Ein Land, dass seine Gebiete aufgibt

In dieser Woche wurde in den Medien polemisch über eine Eröffnung einer Landstraße von der aufständischen Bewegung FARC-EP in der Provinz im Norte de Santander berichtet. Aus einem Kommuniqué und Video der Guerilla wird klar, dass der Kommandant Andrey Avendaño von der 33. Front vor einer großen Menge diese Infrastrukturmaßnahme erklärt und die Straße, die durch die FARC-EP geschaffen wurde, freigibt. Zu dem Fest gab es noch weitere Aktivitäten in der vom Konflikt betroffenen Region Catatumbo.

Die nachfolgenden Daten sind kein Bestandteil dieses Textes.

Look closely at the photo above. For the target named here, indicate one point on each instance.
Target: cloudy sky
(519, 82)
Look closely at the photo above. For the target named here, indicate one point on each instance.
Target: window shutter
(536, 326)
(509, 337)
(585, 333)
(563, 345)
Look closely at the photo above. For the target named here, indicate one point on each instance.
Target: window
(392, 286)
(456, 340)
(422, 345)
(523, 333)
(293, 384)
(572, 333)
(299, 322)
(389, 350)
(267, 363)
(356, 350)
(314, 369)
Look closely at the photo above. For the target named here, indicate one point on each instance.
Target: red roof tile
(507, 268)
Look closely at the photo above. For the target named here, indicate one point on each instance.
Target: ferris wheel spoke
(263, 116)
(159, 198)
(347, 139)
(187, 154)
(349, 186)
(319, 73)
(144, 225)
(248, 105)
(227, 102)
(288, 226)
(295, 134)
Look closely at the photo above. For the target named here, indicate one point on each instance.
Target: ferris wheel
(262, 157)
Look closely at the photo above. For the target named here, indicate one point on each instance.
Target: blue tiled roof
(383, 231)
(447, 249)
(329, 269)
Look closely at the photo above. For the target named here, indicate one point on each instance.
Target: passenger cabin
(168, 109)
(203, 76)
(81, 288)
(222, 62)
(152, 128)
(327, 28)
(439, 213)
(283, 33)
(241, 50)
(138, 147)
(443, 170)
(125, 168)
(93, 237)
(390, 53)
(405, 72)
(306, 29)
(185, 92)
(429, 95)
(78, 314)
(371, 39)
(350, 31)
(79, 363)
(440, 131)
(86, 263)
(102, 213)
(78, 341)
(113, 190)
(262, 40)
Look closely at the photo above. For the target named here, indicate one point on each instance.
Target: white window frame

Diese Infrastrukturmaßnahmen und Übernahme von eigentlichen staatlichen Aufgaben ist dabei nichts Ungewöhnliches für die Guerilla. In ihren Territorien versucht die FARC-EP seit jeher mittels eines Justizsystems für Ordnung zu schaffen, regelt den Warenverkehr, beeinflusst den Naturschutz und versucht, die öffentliche Infrastruktur auszubauen. Dazu gehören der Bau oder die Unterhaltung von Landstraßen, aber früher auch der Gesundheits- und Bildungssektor mit dem Bau von kleinen Schulen oder das Entsenden von mobilen Gesundheitsbrigaden in entlegene Gebiete.

Nun gibt es eine Aussage vom Hochkommissar für Frieden, Danilo Rueda, dass der Akt der FARC-EP in der Region Catatumbo „der Ausdruck unseres Landes ist.“ Und weiter berichtet der Staatsbeamte: „Dies ist ein echtes Land, ein Land, in dem viele Gebiete aufgegeben wurden, in dem es nur vorübergehend eine Präsenz der öffentlichen Gewalt oder der Polizeikräfte gab, aber in dem die gesamte Institution noch nicht angekommen ist und dann eine bewaffnete Gruppe diese Verantwortung übernimmt.“

Damit relativiert Danilo Rueda gewissermaßen den öffentlichen Skandal und bestätigt die Realität in diesem Land. In vielen Regionen ist der Staat, wenn überhaupt nur durch die staatlichen Sicherheitskräfte präsent, die gerne als Besatzungsarmee auftreten, denn als Unterstützer eines Rechtsstaates. Kein Wunder also, wenn eine Selbstorganisation stattfindet oder eine politisch-militärische Organisation ihre Aufgaben wahrnimmt, wo sie faktisch die Kontrolle ausübt.

In diesem Zuge wurde auch vor zwei Tagen skandalös über die Gemeinde Los Andes-Sotomayor im Nordwesten der Provinz Nariño berichtet. Hier patrouillierten Mitglieder der FARC-EP auf Motorrädern sowie uniformiert und bewaffnet durch die Straßen. Dabei ist auch das nichts Ungewöhnliches, sondern nur ein Spiegelbild des Landes, wo der Staat seine Regionen aufgibt und die Guerilla die Kontrolle übernimmt. Ein Friedensprozess, die Wiedereingliederung der FARC-EP in das soziale und politische Leben und eine wirkliche Reformbereitschaft könnten Abhilfe schaffen.